Superoxide dismutase (SOD) is an enzyme found in all cells of the human body. It breaks down superoxide radicals, which are toxic to living cells and cause DNA mutations, into harmless components consisting of oxygen and hydrogen peroxide. The theory behind taking SOD as a supplement is that it will confer extra protection against cellular and DNA damage, but this does not hold true because SOD cannot be absorbed into the bloodstream when taken orally. However, studies done in mice showed that when combined with wheat gliadin, SOD can protect against oxidative stress induced cell death and stress induced impairment of cognitive function.
SOD can be injected to avoid this problem, but injected SOD is considered to be an “orphan drug” by the FDA, and not a food supplement (and therefore is not sold over the counter.)

Purported Uses
  • As an anti-aging supplement
    There is no research to back this claim.
  • To prevent radiation-induced cystitis (bladder inflammation)
    A couple of studies support the use of superoxide dismutase injections to prevent cystitis. More research is needed. No studies support the use of oral superoxide dismutase supplements for this use.

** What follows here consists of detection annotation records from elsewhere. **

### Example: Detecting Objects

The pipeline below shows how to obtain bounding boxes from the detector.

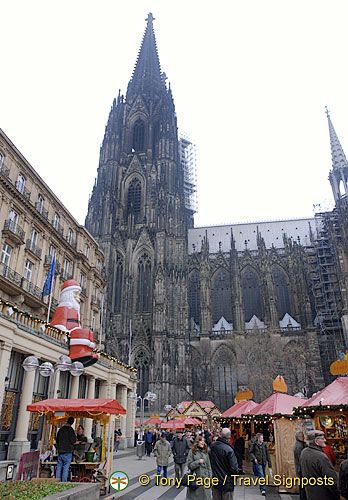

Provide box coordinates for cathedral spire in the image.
[325,107,348,203]
[325,106,348,170]
[127,12,166,97]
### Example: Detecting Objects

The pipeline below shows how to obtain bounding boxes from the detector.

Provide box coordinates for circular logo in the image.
[109,470,129,491]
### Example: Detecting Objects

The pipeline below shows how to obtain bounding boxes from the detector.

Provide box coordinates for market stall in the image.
[294,377,348,469]
[27,399,126,490]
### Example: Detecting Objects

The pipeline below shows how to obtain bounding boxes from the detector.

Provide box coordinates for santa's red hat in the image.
[62,280,81,292]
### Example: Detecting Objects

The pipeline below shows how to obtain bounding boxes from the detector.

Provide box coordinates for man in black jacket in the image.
[56,417,76,483]
[210,428,238,500]
[172,431,190,479]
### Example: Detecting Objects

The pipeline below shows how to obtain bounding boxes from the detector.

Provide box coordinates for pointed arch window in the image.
[272,267,291,319]
[241,268,263,321]
[133,350,150,406]
[213,269,232,323]
[133,118,145,152]
[137,253,151,312]
[127,177,141,220]
[188,272,201,325]
[114,255,123,314]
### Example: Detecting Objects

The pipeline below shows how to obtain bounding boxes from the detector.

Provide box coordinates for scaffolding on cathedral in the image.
[309,210,346,382]
[179,132,197,213]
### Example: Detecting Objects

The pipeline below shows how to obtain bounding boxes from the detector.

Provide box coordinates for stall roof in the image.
[161,419,185,429]
[27,399,126,415]
[221,399,258,417]
[301,377,348,406]
[143,417,162,425]
[252,392,307,415]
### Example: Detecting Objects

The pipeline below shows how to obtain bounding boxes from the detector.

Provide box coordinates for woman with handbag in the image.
[186,436,212,500]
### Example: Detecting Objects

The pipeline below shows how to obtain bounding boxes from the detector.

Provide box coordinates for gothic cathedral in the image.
[86,14,348,411]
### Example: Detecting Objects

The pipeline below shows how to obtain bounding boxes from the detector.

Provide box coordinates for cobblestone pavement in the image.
[104,449,299,500]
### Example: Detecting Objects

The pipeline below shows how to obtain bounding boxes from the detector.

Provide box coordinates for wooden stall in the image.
[294,377,348,470]
[27,399,126,492]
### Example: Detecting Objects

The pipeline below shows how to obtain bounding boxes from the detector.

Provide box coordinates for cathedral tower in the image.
[86,13,192,408]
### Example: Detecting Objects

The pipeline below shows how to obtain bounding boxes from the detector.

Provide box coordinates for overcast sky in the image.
[0,0,348,225]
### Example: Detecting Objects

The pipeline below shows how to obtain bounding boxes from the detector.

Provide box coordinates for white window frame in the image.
[1,242,13,267]
[16,172,25,194]
[24,260,34,283]
[66,227,73,245]
[52,212,60,229]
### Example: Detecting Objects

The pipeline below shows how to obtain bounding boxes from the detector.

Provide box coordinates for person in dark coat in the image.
[294,431,307,500]
[249,432,272,496]
[300,431,340,500]
[144,430,153,457]
[233,436,245,474]
[172,431,190,479]
[338,459,348,499]
[210,428,239,500]
[56,417,76,483]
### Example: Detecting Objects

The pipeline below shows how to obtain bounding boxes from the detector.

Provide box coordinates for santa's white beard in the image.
[58,290,80,318]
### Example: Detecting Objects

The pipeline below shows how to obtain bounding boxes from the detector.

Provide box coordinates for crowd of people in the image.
[294,430,348,500]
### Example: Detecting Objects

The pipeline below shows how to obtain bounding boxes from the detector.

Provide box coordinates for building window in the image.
[16,174,25,194]
[114,255,123,314]
[1,243,13,266]
[133,119,145,151]
[79,273,85,288]
[8,210,18,232]
[52,212,59,229]
[48,245,57,260]
[272,267,291,319]
[241,268,263,321]
[63,259,70,280]
[127,178,141,219]
[24,260,34,282]
[66,228,72,245]
[137,253,151,312]
[36,194,43,214]
[213,270,232,323]
[30,229,39,248]
[188,272,201,325]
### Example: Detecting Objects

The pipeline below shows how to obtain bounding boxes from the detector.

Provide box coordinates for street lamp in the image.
[164,403,184,432]
[128,391,157,460]
[22,354,85,399]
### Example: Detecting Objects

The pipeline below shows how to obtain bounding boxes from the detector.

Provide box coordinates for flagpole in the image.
[99,294,104,351]
[128,319,132,366]
[46,273,56,324]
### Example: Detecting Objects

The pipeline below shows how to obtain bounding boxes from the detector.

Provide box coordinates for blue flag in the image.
[42,257,56,297]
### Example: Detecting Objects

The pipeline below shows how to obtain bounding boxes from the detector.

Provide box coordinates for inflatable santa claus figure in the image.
[51,280,98,366]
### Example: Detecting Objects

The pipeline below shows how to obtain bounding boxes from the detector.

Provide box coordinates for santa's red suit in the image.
[51,280,99,366]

  • To reduce inflammation
    This claim has no supporting research.
  • To treat osteoarthritis
    One clinical trial supports the use of superoxide dismutase injections into the knee for osteoarthritis, but more research is needed. The long-term effectiveness and safety of such injections is not known.
  • To treat scleroderma
    No scientific evidence supports this use.
  • To treat urinary tract disorders
    There are no data to back this claim.
Side Effects

When given by injection, orgotein can cause an allergic reaction or pain and inflammation at the injection site.